Maritime tourism operators hoping to salvage summer season

The May long weekend is typically when many tourism operators see visitors and bookings start to rise, but very few are making vacation plans yet.

The summer months bring out the beauty in Cape Breton island, along with big business for tourism operators.

But for the second straight year, COVID-19 is creating a lot of uncertainty over what the summer tourism season will bring.

“In 2019 it was great,” says Terri Shobbrook, owner of a bed and breakfast in Kempt Head, N.S. “There has hardly been anything since then. I went from 100 per cent occupancy, to about 1 per cent. It’s sad.”

Shobbrook says it has been a rollercoaster ride since the Atlantic bubble burst in November, and Nova Scotia went back into lockdown in April.

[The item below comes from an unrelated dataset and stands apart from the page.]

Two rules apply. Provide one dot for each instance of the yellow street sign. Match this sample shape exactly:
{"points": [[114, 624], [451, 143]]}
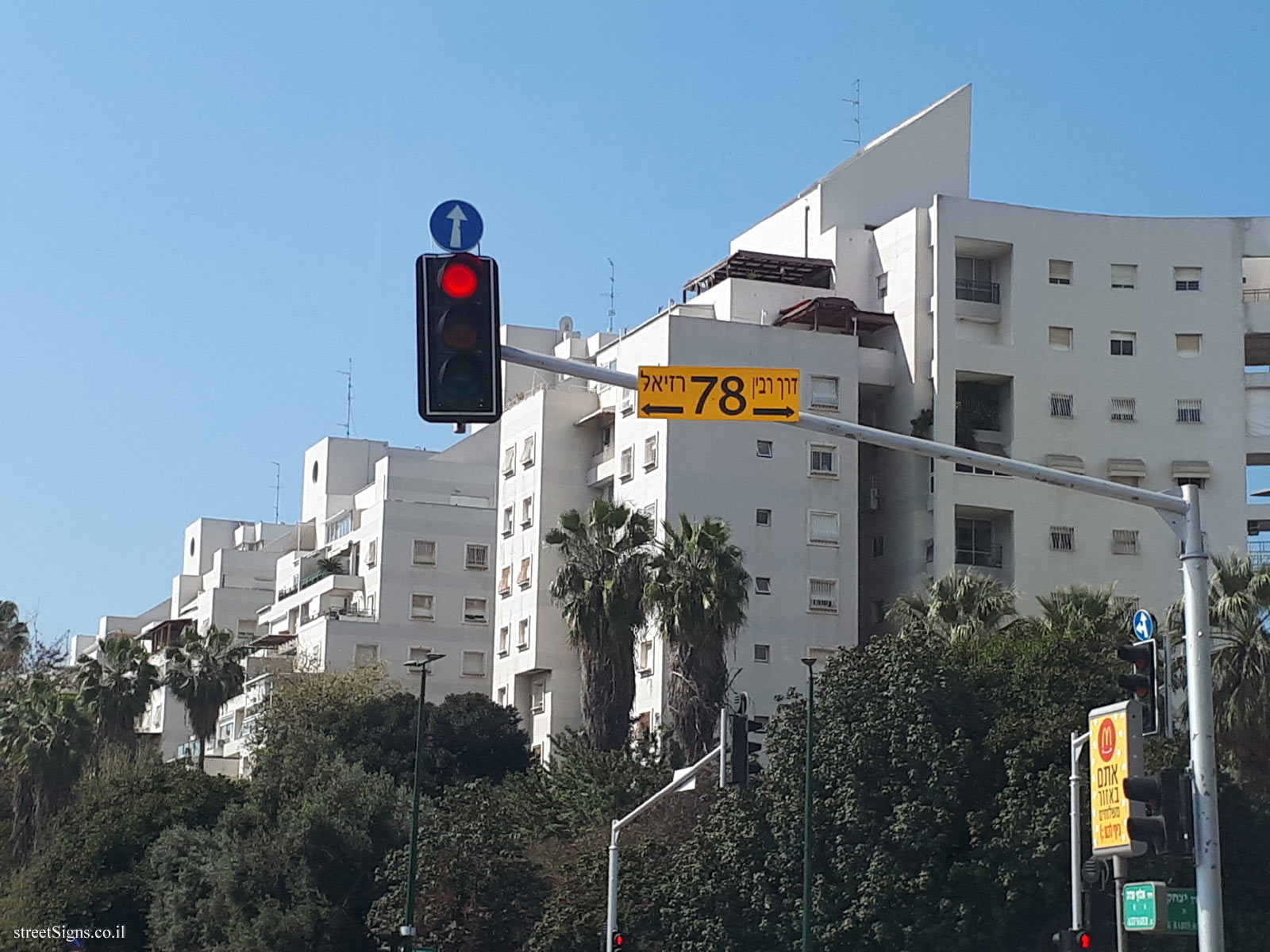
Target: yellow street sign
{"points": [[718, 393], [1115, 753]]}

“I had myself scheduled to open April 1, and then I change it to May 1, and then when the lockdown happened, I just closed it up again, but I haven’t even been getting any bookings for June at this point,” says Shobbrook.

Parks Canada announced Friday that they are delaying the opening of all campgrounds, visitor centres, and most attractions while provincial measures are in place.

“The tourism industry needs every little bit of help it can get,” says Terry Smith, CEO of Destination Cape Breton.

Smith says it is a tough pill to swallow for businesses to be shut down for the May long-weekend.

“Overall, people are really hesitant,” says Smith. “They’re holding off their bookings. We’d love to see more people making their plans.”

Smith is hopeful that with vaccinations rising, COVID cases will start to lower, allowing for a summer season desperately needed for those who work in the Maritime tourism industry.